Digital Processing of Synthetic Aperture Radar Data: Algorithms and Implementation (Artech House Remote Sensing Library)
Synthetic Aperture Radar (SAR) is of major interest to radar professionals because it allows them to obtain high-resolution images with unsurpassed clarity from satellites that take pictures of the earth's surface in all weather conditions. This cutting-edge resource offers complete "how to" guidance on digital processing of synthetic aperture radar (SAR) data. Professionals discover precisely how this radar system works and gain an in-depth understanding of the properties of SAR data. The book explains how digital computers are used to form the focused image and provides practitioners with state-of-the-art processing algorithms that they can use for their projects. Written from a signal processing point of view, this authoritative volume can be fully understood by professionals and students with a general electrical engineering background.
Why Read This Book
You will learn how to turn raw SAR echoes into focused, high-resolution imagery using practical, state-of-the-art algorithms and implementation guidance; the book emphasizes signal-processing methods you can implement and tune for real systems. It balances theory and hands‑on detail (including code on the CD-ROM) so you can move from mathematical models to working image-formation pipelines and performance tradeoffs.
Who Will Benefit
Radar and remote‑sensing engineers, graduate students, and signal-processing practitioners who need to design or implement SAR image‑formation, autofocus, and related processing chains for airborne or spaceborne systems.
Level: Advanced — Prerequisites: Solid background in digital signal processing (Fourier transforms, sampling, digital filtering), linear systems, basic radar principles (pulse compression, PRF), and familiarity with MATLAB or a similar scientific computing environment.
Key Takeaways
- Implement core SAR image‑formation algorithms such as range‑Doppler, chirp‑scaling, and omega‑k (2D FFT) to produce focused images from raw SAR data.
- Design and apply matched filters and pulse‑compression techniques, and optimize digital filter implementations for SAR waveforms.

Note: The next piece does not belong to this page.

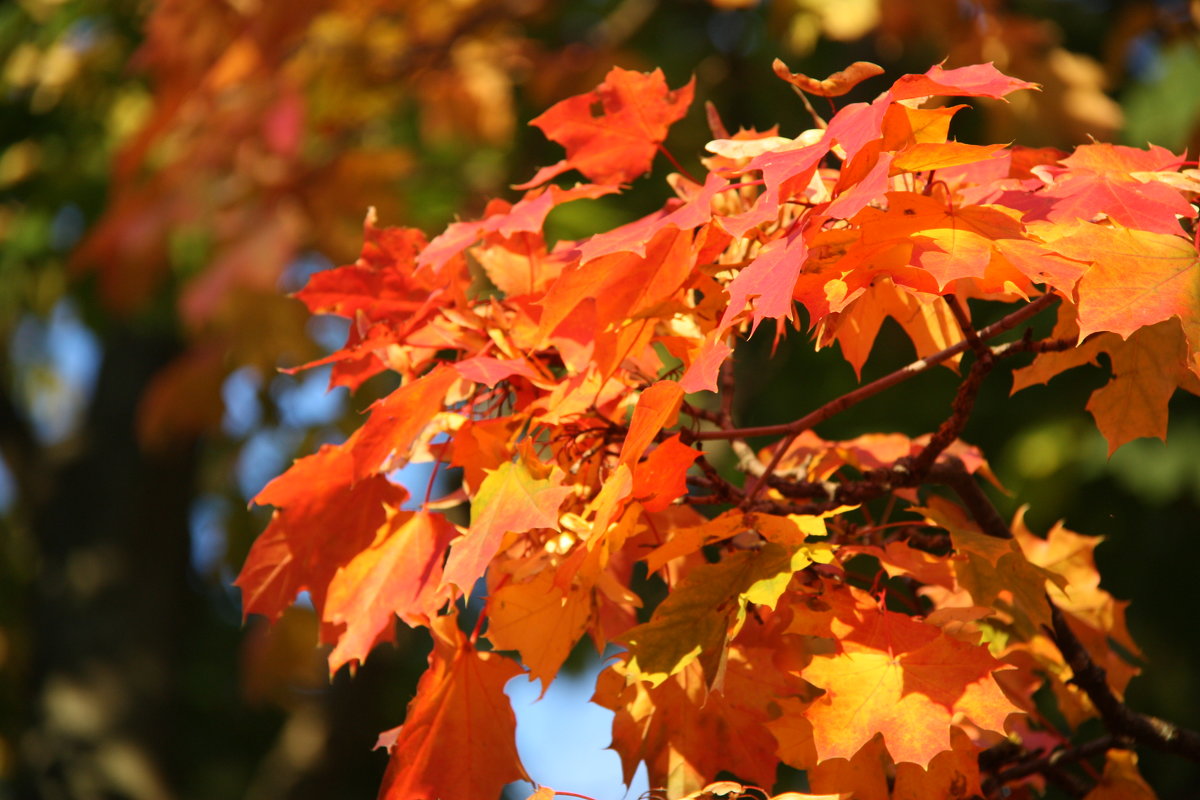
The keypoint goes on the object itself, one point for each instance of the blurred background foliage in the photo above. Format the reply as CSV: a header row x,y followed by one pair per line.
x,y
171,169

- Apply motion compensation and autofocus methods to correct platform motion errors and improve image coherence and resolution.

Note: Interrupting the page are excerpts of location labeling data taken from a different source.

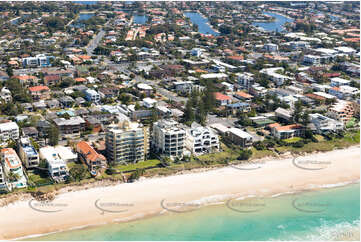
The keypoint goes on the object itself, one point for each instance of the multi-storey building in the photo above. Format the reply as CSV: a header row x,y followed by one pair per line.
x,y
39,92
4,186
245,80
168,138
342,111
9,130
286,132
269,47
92,95
325,124
28,153
57,167
202,140
127,142
41,60
71,126
90,157
13,170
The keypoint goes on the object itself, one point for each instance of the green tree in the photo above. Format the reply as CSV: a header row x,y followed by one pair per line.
x,y
53,135
189,112
78,172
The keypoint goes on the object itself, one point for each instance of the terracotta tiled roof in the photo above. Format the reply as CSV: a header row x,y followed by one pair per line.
x,y
38,88
88,151
221,97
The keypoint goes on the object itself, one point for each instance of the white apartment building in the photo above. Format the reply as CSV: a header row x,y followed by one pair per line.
x,y
28,153
269,47
127,142
245,79
312,59
92,95
325,124
4,186
279,79
5,95
202,140
9,130
336,82
342,111
57,167
168,138
12,164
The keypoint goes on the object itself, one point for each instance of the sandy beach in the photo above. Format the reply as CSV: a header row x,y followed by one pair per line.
x,y
143,198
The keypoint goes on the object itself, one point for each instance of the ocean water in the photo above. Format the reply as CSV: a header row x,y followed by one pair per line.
x,y
277,25
327,214
203,24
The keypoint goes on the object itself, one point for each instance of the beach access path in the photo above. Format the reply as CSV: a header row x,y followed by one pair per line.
x,y
143,198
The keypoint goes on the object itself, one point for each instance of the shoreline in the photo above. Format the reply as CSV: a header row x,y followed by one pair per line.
x,y
135,218
204,187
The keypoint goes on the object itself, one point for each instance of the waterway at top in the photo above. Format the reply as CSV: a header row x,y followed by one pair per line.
x,y
202,22
276,25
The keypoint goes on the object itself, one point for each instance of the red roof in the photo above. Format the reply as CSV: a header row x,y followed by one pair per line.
x,y
88,151
38,88
219,96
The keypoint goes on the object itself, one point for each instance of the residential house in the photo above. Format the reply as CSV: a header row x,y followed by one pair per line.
x,y
5,95
221,99
336,82
325,124
90,157
239,137
168,138
28,153
57,168
342,111
243,96
71,126
39,92
12,165
66,153
4,76
9,130
201,140
344,92
286,132
239,107
245,80
92,96
127,142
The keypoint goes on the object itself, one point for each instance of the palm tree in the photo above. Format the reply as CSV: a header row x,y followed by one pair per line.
x,y
13,177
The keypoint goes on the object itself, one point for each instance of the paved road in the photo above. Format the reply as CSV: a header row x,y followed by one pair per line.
x,y
170,95
94,42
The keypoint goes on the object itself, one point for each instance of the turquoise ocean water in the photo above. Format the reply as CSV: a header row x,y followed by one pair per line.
x,y
327,214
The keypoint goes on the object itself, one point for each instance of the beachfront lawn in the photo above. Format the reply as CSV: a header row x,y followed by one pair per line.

- Use FFT-based spectral analysis, interpolation, and resampling methods effectively in 2‑D processing chains and understand their computational tradeoffs.

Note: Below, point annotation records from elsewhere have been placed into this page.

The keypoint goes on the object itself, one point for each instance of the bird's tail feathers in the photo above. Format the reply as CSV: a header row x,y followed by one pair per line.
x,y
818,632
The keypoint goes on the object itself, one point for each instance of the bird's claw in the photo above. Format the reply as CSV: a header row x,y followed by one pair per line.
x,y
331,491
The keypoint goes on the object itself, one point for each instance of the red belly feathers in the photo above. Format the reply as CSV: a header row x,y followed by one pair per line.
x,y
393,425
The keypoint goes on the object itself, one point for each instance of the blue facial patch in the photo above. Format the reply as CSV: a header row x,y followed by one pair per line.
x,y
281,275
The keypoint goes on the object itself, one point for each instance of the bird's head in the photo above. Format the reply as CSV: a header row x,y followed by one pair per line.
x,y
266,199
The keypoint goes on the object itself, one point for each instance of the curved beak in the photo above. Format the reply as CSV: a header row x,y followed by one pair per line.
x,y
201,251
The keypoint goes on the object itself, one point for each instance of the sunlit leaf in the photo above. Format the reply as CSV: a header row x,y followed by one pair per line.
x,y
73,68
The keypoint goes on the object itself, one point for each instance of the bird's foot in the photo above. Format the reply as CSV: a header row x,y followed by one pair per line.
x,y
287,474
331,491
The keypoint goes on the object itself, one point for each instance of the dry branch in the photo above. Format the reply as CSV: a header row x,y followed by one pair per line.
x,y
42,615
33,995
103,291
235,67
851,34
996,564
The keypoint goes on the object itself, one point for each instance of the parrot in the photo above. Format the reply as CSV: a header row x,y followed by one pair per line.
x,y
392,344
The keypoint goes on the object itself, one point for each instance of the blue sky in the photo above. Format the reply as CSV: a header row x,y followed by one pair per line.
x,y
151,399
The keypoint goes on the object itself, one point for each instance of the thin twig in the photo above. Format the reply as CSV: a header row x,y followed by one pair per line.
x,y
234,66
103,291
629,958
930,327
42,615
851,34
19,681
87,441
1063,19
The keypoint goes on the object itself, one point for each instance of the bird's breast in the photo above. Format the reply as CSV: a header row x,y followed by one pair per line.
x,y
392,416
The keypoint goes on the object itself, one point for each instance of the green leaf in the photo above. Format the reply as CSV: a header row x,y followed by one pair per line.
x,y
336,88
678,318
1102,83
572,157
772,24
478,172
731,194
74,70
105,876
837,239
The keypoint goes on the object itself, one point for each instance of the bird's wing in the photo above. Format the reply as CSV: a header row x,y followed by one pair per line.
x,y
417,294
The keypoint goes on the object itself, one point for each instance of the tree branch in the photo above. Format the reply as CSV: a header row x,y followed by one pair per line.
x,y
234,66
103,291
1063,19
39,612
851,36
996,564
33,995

- Mitigate speckle and control radiometric and geometric image quality using multilooking, calibration, and basic speckle‑reduction strategies.
- Analyze sampling, aliasing, and resolution constraints for SAR systems and map those constraints into implementation choices.
Topics Covered
- Introduction to Synthetic Aperture Radar and the SAR Processing Problem
- Geometry, Signal Model, and Data Acquisition
- Matched Filtering and Range Compression
- Azimuth Processing and the Range‑Doppler Algorithm
- Chirp‑Scaling and Omega‑k (2‑D FFT) Algorithms
- Time‑Domain/Backprojection Imaging and Spotlight SAR
- Motion Compensation, Autofocus, and Phase Errors
- Digital Filters, Interpolation, and FFT Implementation Issues
- Resolution, Ambiguity, Sampling, and Radiometry
- Speckle, Multilooking, and Basic Image Enhancement
- Practical Implementation, Computational Costs, and Real‑Data Examples
- Appendices/CD‑ROM: Code, Test Data, and Algorithmic Utilities
Languages, Platforms & Tools
How It Compares
Covers similar practical, implementation‑oriented ground as Mehrdad Soumekh's MATLAB‑heavy SAR text but offers a more algorithmic signal‑processing perspective and more implementation heuristics; it complements the classic systems overview in Curlander & McDonough by focusing on digital processing and software realization.